Size “Erdoğancı” demek ile Say’ın kızdığı adamlara “Allahçı” demesi arasında pek fark olmaması gerekir! İkisi de suç değildir!

Yargıç isteseydi böyle bir yorum yapabilirdi!

                                                                                 ***

Alıntıladığınız cümlede Fazıl Say’ın hatası yok mu? Var! Say bütün yavşak, adi, magazinci, hırsız, şaklabanları “Allah ticareti yapanlar” (Allahçı) olarak nitelendirirken fahiş bir genelleme yapıyor. Pekâlâ, “Allahçı” olmayan, başka bir otoritenin ismini kullanarak; “Şu’cu” veya “Bu’cu” olarak yolunu bulanlar da var!        
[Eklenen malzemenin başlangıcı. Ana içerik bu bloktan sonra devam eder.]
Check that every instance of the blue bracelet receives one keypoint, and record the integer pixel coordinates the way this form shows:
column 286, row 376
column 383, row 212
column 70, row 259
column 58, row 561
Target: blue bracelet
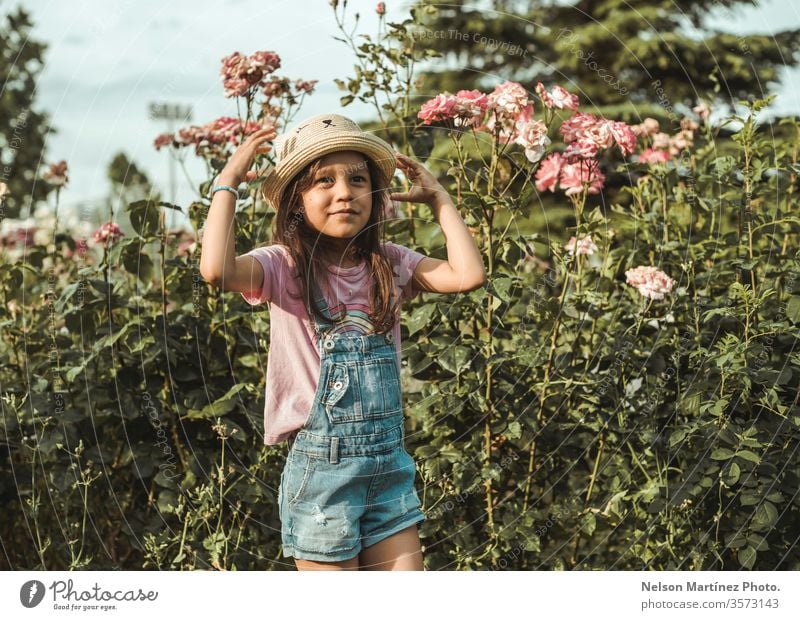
column 228, row 188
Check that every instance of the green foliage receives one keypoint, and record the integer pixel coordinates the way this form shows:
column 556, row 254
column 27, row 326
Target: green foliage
column 630, row 59
column 559, row 419
column 22, row 128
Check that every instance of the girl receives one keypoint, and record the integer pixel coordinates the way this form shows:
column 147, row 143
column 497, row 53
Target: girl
column 346, row 498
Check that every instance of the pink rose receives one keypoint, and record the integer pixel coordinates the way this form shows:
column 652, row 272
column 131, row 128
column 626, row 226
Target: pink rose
column 56, row 174
column 623, row 136
column 581, row 149
column 108, row 232
column 573, row 177
column 653, row 156
column 558, row 97
column 470, row 108
column 549, row 172
column 508, row 99
column 584, row 247
column 440, row 108
column 651, row 282
column 533, row 136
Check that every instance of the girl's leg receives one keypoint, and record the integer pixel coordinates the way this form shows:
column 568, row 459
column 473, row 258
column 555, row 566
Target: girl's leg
column 400, row 551
column 351, row 564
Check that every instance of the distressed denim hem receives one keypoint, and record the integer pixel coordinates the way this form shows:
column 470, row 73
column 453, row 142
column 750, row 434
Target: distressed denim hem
column 407, row 520
column 290, row 551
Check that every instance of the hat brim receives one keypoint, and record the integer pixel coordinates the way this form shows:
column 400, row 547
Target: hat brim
column 367, row 144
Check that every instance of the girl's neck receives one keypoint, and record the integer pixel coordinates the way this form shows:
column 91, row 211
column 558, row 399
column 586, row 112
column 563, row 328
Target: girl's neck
column 342, row 255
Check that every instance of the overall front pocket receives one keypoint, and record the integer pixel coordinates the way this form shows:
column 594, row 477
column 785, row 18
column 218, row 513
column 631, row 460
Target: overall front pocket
column 295, row 477
column 363, row 390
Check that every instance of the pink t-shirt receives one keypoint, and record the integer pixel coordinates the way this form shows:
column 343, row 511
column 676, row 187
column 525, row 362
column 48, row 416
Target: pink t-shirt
column 294, row 363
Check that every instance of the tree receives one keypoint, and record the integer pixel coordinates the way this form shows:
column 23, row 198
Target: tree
column 630, row 58
column 22, row 129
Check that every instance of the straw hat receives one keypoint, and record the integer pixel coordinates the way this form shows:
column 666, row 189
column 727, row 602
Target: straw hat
column 318, row 136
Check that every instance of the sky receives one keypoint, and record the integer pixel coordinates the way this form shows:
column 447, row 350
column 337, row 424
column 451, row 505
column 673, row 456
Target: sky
column 108, row 59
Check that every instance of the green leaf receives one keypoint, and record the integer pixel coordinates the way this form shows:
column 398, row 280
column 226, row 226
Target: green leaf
column 677, row 437
column 137, row 263
column 747, row 557
column 219, row 407
column 588, row 523
column 420, row 318
column 766, row 514
column 722, row 454
column 144, row 217
column 455, row 359
column 514, row 430
column 732, row 474
column 747, row 455
column 793, row 309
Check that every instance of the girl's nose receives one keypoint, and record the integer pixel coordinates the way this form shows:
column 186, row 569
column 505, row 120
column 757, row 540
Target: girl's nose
column 343, row 190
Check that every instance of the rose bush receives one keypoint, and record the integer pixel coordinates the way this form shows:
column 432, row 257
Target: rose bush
column 621, row 395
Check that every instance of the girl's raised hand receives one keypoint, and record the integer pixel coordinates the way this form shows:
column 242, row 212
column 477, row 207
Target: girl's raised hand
column 238, row 167
column 424, row 186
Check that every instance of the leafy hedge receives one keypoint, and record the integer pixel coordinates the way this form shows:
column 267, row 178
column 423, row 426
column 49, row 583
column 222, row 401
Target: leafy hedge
column 559, row 419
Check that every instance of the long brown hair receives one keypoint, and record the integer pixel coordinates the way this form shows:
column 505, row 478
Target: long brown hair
column 289, row 228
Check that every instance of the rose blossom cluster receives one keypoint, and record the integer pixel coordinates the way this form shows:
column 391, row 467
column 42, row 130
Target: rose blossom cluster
column 558, row 97
column 212, row 137
column 584, row 247
column 661, row 147
column 506, row 112
column 651, row 282
column 585, row 136
column 556, row 172
column 586, row 132
column 242, row 77
column 108, row 232
column 241, row 74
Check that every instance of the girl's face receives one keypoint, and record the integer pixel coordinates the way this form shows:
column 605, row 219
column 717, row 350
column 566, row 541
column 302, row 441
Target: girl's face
column 339, row 201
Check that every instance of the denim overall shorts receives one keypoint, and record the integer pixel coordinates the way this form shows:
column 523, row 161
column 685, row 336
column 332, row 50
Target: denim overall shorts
column 348, row 482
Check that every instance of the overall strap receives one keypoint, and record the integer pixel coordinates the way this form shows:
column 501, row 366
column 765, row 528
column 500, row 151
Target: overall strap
column 316, row 293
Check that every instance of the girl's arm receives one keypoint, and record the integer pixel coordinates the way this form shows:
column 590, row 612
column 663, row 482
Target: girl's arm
column 463, row 270
column 218, row 264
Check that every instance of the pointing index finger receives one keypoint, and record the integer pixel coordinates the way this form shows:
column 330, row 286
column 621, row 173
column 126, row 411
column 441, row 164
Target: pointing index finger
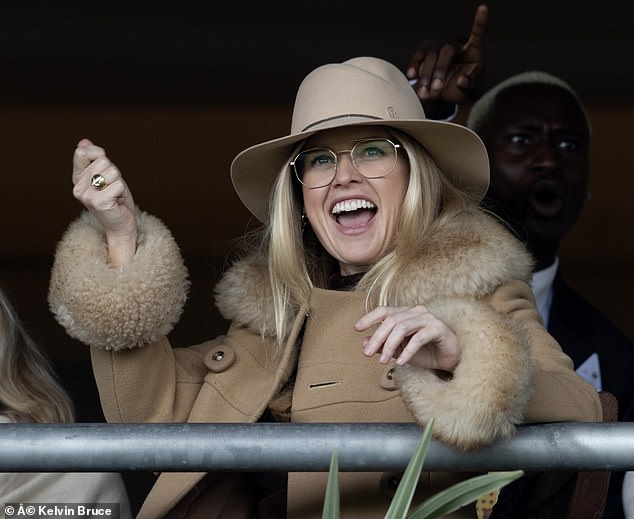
column 476, row 38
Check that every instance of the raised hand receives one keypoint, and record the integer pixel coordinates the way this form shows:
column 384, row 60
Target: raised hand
column 98, row 185
column 450, row 70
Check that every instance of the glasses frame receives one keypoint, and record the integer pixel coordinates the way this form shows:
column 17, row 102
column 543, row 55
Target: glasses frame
column 336, row 155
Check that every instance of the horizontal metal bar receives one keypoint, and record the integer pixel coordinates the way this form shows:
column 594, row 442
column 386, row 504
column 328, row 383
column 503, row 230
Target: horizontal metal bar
column 301, row 447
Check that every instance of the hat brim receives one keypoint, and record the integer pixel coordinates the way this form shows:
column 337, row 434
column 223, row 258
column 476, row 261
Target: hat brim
column 456, row 150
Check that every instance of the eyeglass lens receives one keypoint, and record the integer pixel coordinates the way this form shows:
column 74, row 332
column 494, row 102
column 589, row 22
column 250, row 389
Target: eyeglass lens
column 373, row 158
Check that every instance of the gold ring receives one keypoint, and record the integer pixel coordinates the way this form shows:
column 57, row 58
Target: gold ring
column 98, row 182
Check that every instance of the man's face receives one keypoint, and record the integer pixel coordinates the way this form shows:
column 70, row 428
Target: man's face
column 538, row 141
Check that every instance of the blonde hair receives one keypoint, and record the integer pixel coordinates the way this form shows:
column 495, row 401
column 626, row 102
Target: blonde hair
column 29, row 389
column 297, row 262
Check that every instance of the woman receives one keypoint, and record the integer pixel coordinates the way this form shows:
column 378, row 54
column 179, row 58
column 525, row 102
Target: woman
column 30, row 393
column 375, row 291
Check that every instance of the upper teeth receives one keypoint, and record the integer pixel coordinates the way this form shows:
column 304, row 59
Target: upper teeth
column 352, row 205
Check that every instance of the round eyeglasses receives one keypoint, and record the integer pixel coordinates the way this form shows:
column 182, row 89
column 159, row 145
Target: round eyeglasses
column 372, row 158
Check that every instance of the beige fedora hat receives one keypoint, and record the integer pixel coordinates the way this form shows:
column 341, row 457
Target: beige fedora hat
column 361, row 91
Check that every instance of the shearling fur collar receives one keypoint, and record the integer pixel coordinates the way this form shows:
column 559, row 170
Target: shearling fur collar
column 471, row 255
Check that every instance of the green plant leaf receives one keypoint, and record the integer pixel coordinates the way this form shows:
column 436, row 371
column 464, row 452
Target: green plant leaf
column 463, row 493
column 331, row 499
column 407, row 486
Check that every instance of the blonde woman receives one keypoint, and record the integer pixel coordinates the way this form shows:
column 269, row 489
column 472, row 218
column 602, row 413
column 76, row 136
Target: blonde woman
column 376, row 291
column 31, row 393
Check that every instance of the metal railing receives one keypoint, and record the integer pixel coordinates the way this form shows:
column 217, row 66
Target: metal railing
column 301, row 447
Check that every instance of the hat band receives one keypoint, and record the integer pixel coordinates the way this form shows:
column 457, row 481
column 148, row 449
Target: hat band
column 345, row 116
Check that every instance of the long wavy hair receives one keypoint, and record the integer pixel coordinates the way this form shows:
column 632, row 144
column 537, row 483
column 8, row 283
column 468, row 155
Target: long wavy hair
column 29, row 389
column 297, row 262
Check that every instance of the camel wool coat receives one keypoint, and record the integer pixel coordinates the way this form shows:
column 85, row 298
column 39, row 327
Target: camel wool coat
column 472, row 274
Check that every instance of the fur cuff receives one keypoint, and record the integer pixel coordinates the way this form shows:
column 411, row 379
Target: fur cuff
column 491, row 386
column 115, row 308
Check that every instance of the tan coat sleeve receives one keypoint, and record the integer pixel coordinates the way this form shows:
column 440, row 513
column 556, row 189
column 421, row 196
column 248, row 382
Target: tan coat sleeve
column 153, row 383
column 117, row 307
column 559, row 394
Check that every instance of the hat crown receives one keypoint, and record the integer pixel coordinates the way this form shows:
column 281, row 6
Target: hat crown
column 358, row 89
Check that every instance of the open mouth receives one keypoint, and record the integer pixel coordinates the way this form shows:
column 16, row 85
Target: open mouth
column 547, row 199
column 355, row 212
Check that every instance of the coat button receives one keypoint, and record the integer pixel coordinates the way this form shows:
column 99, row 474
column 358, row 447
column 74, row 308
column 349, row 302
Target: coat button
column 220, row 358
column 387, row 378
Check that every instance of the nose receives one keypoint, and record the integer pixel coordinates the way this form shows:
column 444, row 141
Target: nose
column 546, row 158
column 346, row 172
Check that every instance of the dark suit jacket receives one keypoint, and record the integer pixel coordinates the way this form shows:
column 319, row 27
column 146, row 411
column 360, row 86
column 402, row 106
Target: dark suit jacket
column 582, row 330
Fazıl Say’ın genellemesi fahiş bir hata ama suç değil!

                                                                                 ***

Taha Akyol iyi bir kitap kurdu, muhakkak ki iyi bir hukukçudur. Ancak, “Erdoğancılık” arada bir aklını çeliyor. Akyol “Habur Rezaleti” (19.10.2010) sırasında Habur Kapısı’ndan giren PKK’lılar “pişman değiliz” diye haykırırken pekâlâ onların “Pişmanlık Yasası”ndan faydalanabileceğini ve serbest kalabileceğini de yazmıştı.

“Habur’da dağdan inenler hakkındaki yargı dosyasında gözüken, bunların ‘yakalanmış’ olmayıp ‘gönüllü’ olarak geldikleridir. Hâkimin bakacağı husus budur ve serbest bırakılmaları 221. maddeye uygundur.” (Milliyet-24.10.2009)

(Ancak sonradan geri kaçamayanlar yargılandı ve hüküm giydiler.)

Taha Akyol o zaman da hukuka takla attırmıştı, şimdi de attırıyor!